While preparing for a show two years ago in Canada, immigration officials decided not to issue travel visas to people from the Middle East. My clients at the time – Saudi Arabians – were denied visas, meaning I was left with no exhibit staff to work the booth. I scrambled up anyone from the company that held dual citizenship with either Canada or the United States (and therefore didn't need travel visas). I also found U.S. partners that were affiliated with my client's company to help bear the booth-staffing burden. We were still understaffed, but we made it through.
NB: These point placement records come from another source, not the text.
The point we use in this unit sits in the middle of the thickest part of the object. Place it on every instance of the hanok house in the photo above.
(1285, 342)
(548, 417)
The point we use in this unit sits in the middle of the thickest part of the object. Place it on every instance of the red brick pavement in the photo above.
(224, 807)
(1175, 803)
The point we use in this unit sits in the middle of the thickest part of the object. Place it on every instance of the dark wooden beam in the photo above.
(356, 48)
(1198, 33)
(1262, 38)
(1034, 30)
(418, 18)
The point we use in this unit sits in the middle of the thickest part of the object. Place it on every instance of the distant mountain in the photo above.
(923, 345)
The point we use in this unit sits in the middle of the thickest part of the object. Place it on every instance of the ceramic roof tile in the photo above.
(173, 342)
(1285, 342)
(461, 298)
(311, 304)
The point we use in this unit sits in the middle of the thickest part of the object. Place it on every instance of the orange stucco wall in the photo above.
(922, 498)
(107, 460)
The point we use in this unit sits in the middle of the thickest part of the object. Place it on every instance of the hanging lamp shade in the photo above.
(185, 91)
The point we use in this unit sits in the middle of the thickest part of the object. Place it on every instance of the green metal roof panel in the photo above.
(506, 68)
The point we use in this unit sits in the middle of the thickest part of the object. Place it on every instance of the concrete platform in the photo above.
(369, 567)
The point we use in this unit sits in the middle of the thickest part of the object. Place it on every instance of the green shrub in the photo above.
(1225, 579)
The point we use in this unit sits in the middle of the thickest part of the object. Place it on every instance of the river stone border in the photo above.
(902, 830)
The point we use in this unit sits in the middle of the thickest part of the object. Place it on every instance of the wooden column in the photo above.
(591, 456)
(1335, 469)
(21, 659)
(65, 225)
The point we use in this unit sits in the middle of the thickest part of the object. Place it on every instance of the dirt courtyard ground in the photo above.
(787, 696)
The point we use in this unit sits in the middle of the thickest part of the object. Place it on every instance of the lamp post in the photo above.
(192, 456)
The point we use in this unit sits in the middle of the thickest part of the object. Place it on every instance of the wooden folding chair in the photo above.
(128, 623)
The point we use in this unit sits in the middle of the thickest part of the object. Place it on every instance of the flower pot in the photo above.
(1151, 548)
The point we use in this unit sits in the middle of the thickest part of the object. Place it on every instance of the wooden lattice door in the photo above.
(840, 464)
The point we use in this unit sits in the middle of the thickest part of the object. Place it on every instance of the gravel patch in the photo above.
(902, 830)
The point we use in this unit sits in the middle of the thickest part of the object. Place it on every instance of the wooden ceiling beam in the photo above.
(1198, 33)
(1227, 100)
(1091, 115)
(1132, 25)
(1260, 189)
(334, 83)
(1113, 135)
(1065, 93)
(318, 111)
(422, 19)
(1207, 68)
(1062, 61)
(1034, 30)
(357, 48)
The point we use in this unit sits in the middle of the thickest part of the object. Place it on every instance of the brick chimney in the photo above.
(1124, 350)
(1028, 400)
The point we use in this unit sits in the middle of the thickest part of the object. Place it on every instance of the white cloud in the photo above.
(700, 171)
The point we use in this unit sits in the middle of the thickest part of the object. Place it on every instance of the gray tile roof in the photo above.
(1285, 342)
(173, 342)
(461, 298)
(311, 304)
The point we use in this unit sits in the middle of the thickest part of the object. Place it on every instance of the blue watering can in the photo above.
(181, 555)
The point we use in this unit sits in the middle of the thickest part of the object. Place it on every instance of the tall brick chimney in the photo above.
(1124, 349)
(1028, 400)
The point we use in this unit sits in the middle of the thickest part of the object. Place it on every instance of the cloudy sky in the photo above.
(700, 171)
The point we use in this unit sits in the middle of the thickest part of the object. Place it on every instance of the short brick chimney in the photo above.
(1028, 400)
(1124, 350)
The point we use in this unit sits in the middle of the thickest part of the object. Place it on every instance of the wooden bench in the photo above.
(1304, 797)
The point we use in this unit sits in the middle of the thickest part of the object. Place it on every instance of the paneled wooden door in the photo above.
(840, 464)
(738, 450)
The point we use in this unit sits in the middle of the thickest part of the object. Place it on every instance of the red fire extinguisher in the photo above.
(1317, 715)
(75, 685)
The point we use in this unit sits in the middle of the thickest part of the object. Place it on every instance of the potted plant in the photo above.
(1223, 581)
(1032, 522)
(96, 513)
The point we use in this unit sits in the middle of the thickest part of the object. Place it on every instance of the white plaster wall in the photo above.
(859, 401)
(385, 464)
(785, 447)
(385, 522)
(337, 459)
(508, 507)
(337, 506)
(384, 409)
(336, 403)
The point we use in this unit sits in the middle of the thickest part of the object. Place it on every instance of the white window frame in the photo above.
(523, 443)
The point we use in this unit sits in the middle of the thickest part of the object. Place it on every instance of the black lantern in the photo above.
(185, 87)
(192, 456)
That experience has made me aware of the sometimes-fragile political relationships that can have serious repercussions on international shows. I've found show management to be especially helpful in these instances, waiving late-change fees for housing and/or badging when situations like this occur. The trick is to be aware of what's going on in the country or region where you'll be exhibiting. If you suspect any political unrest or changes to government policy might impact your show, start developing a contingency plan and contact show management immediately to see what assistance it may be able to provide. It's also a good idea to encourage staffers to file visa paperwork early so you'll know sooner rather than later whether those visas will be granted.
Oh My God
Fortunately, I've never experienced an act of God at a show. But there are some things none of us, including show management, can plan for such as natural disasters, terrorist attacks, or manmade crises such as a government shutdown. Since these things can happen at a moment's notice, it's important to familiarize yourself with show management's communication plan. Find out if it will post updates/cancelations on social media, the show website, via email or text, etc. Then determine how you will notify employees and exhibit staff – many of whom may already be en route when disaster strikes – of any changes.
Another good habit to adopt is soliciting personal cellphone numbers and emergency-contact information for your entire exhibit staff. And establish and communicate an emergency evacuation plan for what to do and where to go should a bomb threat or worse occur during the show. The moments immediately following a disaster are often chaotic, so having a basic plan in place that allows you to do a head count and communicate next steps can mean the difference between a safe and efficient exit and a lengthy, stressful process of contacting staffers to establish their well-being and disseminate information.
We all know Murphy's Law, "Anything that can go wrong, will go wrong." But thinking ahead and devising a counterattack is part of a more important exhibiting law – always be prepared.